Touristen auf dem Markusplatz, Restaurantstühle stehen im Wasser

Viele Faktoren führen dazu, dass die Zahl der Überschwemmungen steigt

Gummistiefel in jedem Haushalt

Vor allem im Herbst und im Winter steigen die Pegel in Venedig. Die meteorologischen Beobachtungszentren können ungefähr 24 Stunden im Voraus vor Hochwasser warnen. Die Stadtverwaltung informiert dann die Bevölkerung durch Hinweise in den Zeitungen und Schilder an den Anlegestellen.

Das "Acqua alta" überflutet zuerst den niedrig gelegenen Markusplatz. Früher stand er oft nur zum Teil unter Wasser, heute aber übersteigt das Wasser des Öfteren die kritische Marke von 1,10 Meter. Dann stehen auch in den übrigen Vierteln der Stadt die historischen Palazzi im Nassen.

Ist absehbar, dass diese Situation eintritt, ertönen drei bis vier Stunden zuvor Sirenen. Dann werden nach einem genau festgelegten Plan Stege in der ganzen Altstadt befestigt, die dafür sorgen sollen, dass die Stadt auch weiter zu Fuß begehbar bleibt.

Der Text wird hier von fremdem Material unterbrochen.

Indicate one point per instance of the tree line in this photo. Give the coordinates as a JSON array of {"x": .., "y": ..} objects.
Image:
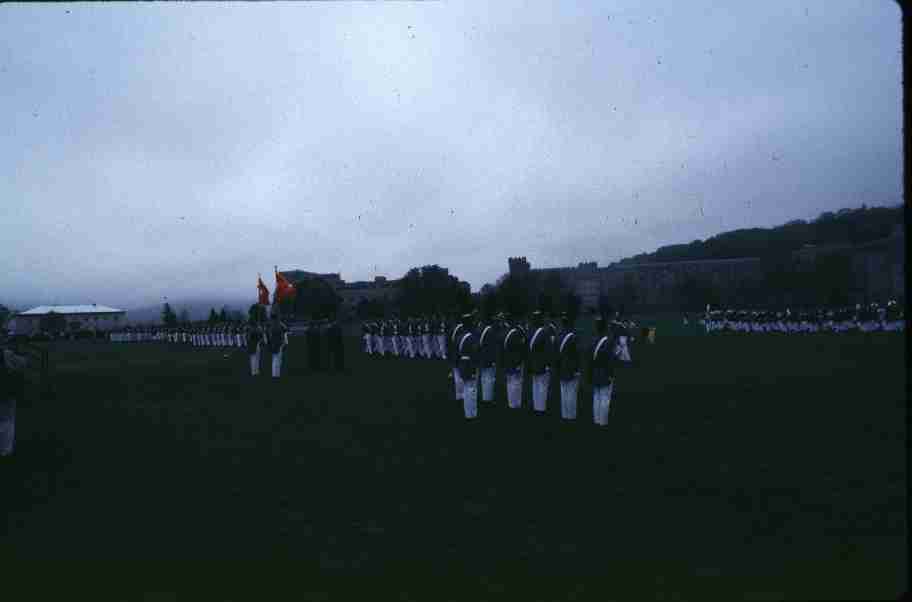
[{"x": 843, "y": 227}]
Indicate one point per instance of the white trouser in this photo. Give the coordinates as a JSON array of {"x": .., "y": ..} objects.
[
  {"x": 277, "y": 364},
  {"x": 470, "y": 397},
  {"x": 457, "y": 380},
  {"x": 487, "y": 383},
  {"x": 7, "y": 426},
  {"x": 540, "y": 391},
  {"x": 568, "y": 398},
  {"x": 514, "y": 388},
  {"x": 601, "y": 398},
  {"x": 255, "y": 363}
]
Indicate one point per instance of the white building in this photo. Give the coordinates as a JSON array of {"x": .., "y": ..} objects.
[{"x": 78, "y": 317}]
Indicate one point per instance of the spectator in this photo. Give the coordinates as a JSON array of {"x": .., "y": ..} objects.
[{"x": 12, "y": 386}]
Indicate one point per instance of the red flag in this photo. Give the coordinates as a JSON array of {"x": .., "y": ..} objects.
[
  {"x": 263, "y": 292},
  {"x": 284, "y": 289}
]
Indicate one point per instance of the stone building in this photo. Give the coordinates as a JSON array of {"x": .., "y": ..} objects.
[
  {"x": 877, "y": 273},
  {"x": 351, "y": 293},
  {"x": 78, "y": 317}
]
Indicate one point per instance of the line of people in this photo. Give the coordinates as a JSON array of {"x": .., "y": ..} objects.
[
  {"x": 874, "y": 317},
  {"x": 209, "y": 335},
  {"x": 412, "y": 337},
  {"x": 537, "y": 350}
]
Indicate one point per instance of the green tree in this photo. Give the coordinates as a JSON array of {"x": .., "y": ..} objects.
[
  {"x": 169, "y": 318},
  {"x": 314, "y": 298}
]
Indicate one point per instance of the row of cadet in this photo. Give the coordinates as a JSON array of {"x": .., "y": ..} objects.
[
  {"x": 874, "y": 317},
  {"x": 537, "y": 349},
  {"x": 411, "y": 337},
  {"x": 210, "y": 335}
]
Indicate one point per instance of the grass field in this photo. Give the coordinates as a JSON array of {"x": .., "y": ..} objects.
[{"x": 753, "y": 467}]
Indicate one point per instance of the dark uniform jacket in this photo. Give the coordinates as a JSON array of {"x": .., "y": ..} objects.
[
  {"x": 540, "y": 350},
  {"x": 453, "y": 343},
  {"x": 602, "y": 361},
  {"x": 489, "y": 343},
  {"x": 468, "y": 354},
  {"x": 514, "y": 348},
  {"x": 568, "y": 354},
  {"x": 276, "y": 337},
  {"x": 254, "y": 338}
]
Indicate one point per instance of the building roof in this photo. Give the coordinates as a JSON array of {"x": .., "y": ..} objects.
[{"x": 71, "y": 309}]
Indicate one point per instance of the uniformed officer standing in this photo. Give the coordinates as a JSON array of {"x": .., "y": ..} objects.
[
  {"x": 540, "y": 355},
  {"x": 387, "y": 328},
  {"x": 426, "y": 338},
  {"x": 313, "y": 345},
  {"x": 489, "y": 345},
  {"x": 467, "y": 353},
  {"x": 441, "y": 330},
  {"x": 255, "y": 340},
  {"x": 569, "y": 369},
  {"x": 277, "y": 340},
  {"x": 12, "y": 388},
  {"x": 514, "y": 356},
  {"x": 365, "y": 338},
  {"x": 602, "y": 376},
  {"x": 453, "y": 354},
  {"x": 335, "y": 345}
]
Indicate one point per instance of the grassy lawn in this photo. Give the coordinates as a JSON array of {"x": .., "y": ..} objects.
[{"x": 753, "y": 467}]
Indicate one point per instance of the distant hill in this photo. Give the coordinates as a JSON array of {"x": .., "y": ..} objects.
[
  {"x": 844, "y": 227},
  {"x": 196, "y": 309}
]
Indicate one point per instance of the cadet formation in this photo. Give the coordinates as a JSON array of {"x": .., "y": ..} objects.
[
  {"x": 256, "y": 339},
  {"x": 874, "y": 317},
  {"x": 533, "y": 351}
]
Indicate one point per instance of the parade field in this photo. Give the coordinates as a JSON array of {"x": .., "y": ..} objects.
[{"x": 749, "y": 466}]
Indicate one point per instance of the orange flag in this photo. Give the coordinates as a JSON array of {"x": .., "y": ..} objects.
[
  {"x": 262, "y": 292},
  {"x": 284, "y": 289}
]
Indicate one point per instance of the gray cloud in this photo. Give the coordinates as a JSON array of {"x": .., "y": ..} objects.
[{"x": 175, "y": 150}]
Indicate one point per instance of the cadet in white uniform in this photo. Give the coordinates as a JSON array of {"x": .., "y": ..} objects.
[
  {"x": 540, "y": 354},
  {"x": 454, "y": 356},
  {"x": 255, "y": 340},
  {"x": 514, "y": 355},
  {"x": 467, "y": 352},
  {"x": 602, "y": 377},
  {"x": 569, "y": 369},
  {"x": 277, "y": 340}
]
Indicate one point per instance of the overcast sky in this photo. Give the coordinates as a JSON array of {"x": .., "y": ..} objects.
[{"x": 152, "y": 150}]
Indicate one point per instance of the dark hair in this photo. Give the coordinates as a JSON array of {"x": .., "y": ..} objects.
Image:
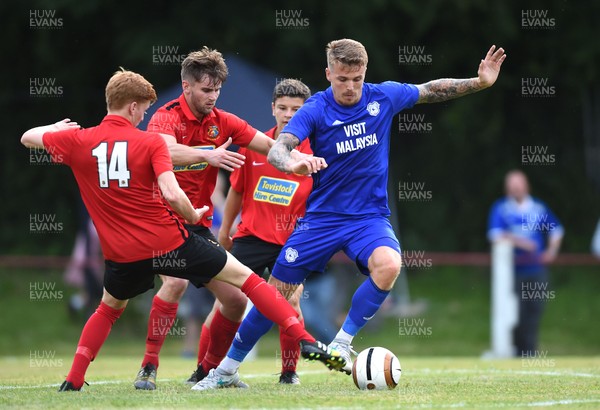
[
  {"x": 290, "y": 87},
  {"x": 206, "y": 62}
]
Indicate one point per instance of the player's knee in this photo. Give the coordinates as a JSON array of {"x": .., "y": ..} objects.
[
  {"x": 173, "y": 289},
  {"x": 294, "y": 301},
  {"x": 385, "y": 267},
  {"x": 234, "y": 306}
]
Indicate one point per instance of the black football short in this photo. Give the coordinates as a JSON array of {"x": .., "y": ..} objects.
[
  {"x": 255, "y": 253},
  {"x": 198, "y": 259}
]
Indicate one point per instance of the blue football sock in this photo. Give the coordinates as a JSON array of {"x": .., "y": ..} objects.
[
  {"x": 253, "y": 327},
  {"x": 366, "y": 301}
]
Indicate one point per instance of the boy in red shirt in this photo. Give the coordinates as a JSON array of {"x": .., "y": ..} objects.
[
  {"x": 270, "y": 202},
  {"x": 122, "y": 173}
]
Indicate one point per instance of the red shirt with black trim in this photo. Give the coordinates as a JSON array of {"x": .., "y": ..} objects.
[
  {"x": 271, "y": 199},
  {"x": 199, "y": 180},
  {"x": 116, "y": 167}
]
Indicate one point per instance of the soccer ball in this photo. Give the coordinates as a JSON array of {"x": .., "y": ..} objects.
[{"x": 376, "y": 368}]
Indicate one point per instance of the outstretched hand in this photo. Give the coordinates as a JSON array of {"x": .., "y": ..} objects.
[
  {"x": 308, "y": 165},
  {"x": 489, "y": 68}
]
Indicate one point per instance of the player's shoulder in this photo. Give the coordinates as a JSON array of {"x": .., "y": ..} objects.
[
  {"x": 539, "y": 203},
  {"x": 169, "y": 111},
  {"x": 388, "y": 87},
  {"x": 500, "y": 204}
]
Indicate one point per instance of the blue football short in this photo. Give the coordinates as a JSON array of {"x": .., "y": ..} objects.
[{"x": 317, "y": 237}]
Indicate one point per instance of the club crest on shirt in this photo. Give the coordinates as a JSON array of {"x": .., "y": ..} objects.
[
  {"x": 275, "y": 191},
  {"x": 373, "y": 108},
  {"x": 291, "y": 255},
  {"x": 213, "y": 132}
]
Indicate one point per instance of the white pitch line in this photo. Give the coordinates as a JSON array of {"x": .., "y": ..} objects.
[
  {"x": 101, "y": 382},
  {"x": 502, "y": 371}
]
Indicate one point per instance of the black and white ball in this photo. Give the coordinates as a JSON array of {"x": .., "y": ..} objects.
[{"x": 376, "y": 368}]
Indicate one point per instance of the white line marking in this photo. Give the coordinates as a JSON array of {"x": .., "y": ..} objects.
[{"x": 101, "y": 382}]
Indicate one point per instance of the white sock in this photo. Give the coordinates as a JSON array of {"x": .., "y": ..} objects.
[
  {"x": 343, "y": 337},
  {"x": 228, "y": 366}
]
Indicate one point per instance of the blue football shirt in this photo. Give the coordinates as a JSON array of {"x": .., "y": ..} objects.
[{"x": 355, "y": 142}]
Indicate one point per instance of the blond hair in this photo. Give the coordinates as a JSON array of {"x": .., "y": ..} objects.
[
  {"x": 206, "y": 62},
  {"x": 346, "y": 51},
  {"x": 125, "y": 87}
]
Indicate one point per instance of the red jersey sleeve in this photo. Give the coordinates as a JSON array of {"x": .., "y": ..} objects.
[
  {"x": 238, "y": 175},
  {"x": 165, "y": 122},
  {"x": 239, "y": 130},
  {"x": 160, "y": 157},
  {"x": 59, "y": 145}
]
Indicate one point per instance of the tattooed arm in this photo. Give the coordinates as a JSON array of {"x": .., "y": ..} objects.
[
  {"x": 450, "y": 88},
  {"x": 280, "y": 156}
]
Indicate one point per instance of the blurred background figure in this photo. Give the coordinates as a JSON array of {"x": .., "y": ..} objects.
[
  {"x": 536, "y": 235},
  {"x": 596, "y": 241},
  {"x": 85, "y": 269}
]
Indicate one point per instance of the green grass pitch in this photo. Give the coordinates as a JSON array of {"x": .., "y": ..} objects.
[{"x": 550, "y": 382}]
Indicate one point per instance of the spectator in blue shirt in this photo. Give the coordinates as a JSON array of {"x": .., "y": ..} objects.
[{"x": 536, "y": 234}]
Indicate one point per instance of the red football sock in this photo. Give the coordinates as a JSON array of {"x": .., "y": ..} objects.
[
  {"x": 274, "y": 307},
  {"x": 93, "y": 335},
  {"x": 162, "y": 317},
  {"x": 290, "y": 351},
  {"x": 222, "y": 332},
  {"x": 203, "y": 343}
]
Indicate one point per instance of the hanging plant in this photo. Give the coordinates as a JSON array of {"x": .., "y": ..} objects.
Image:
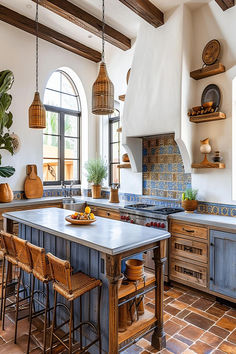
[{"x": 6, "y": 119}]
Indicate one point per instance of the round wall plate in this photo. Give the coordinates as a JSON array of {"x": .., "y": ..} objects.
[{"x": 211, "y": 52}]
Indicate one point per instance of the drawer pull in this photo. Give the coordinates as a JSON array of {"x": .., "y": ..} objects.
[
  {"x": 188, "y": 249},
  {"x": 191, "y": 231}
]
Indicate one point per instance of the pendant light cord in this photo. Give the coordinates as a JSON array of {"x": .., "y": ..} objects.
[
  {"x": 103, "y": 30},
  {"x": 37, "y": 44}
]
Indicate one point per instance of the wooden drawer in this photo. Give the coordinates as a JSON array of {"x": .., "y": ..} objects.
[
  {"x": 191, "y": 249},
  {"x": 106, "y": 213},
  {"x": 188, "y": 272},
  {"x": 189, "y": 230}
]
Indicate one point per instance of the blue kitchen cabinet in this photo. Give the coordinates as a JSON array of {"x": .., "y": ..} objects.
[{"x": 223, "y": 263}]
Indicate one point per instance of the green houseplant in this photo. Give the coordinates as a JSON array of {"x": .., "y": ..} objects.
[
  {"x": 96, "y": 172},
  {"x": 6, "y": 141},
  {"x": 189, "y": 200}
]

Die Venezianer haben gelernt, mit dem Hochwasser zu leben. Bei "Acqua alta" schützen Blechbarrieren die Eingänge und auch die schicksten Venezianerinnen steigen dann beherzt in ihre Gummistiefel. Im Kampf gegen den steigenden Wasserspiegel werden Fußböden und Gehwege seit Jahrhunderten schichtweise erhöht. Ewig fortsetzen lässt sich dieses Vorgehen gegen nasse Füße aber nicht.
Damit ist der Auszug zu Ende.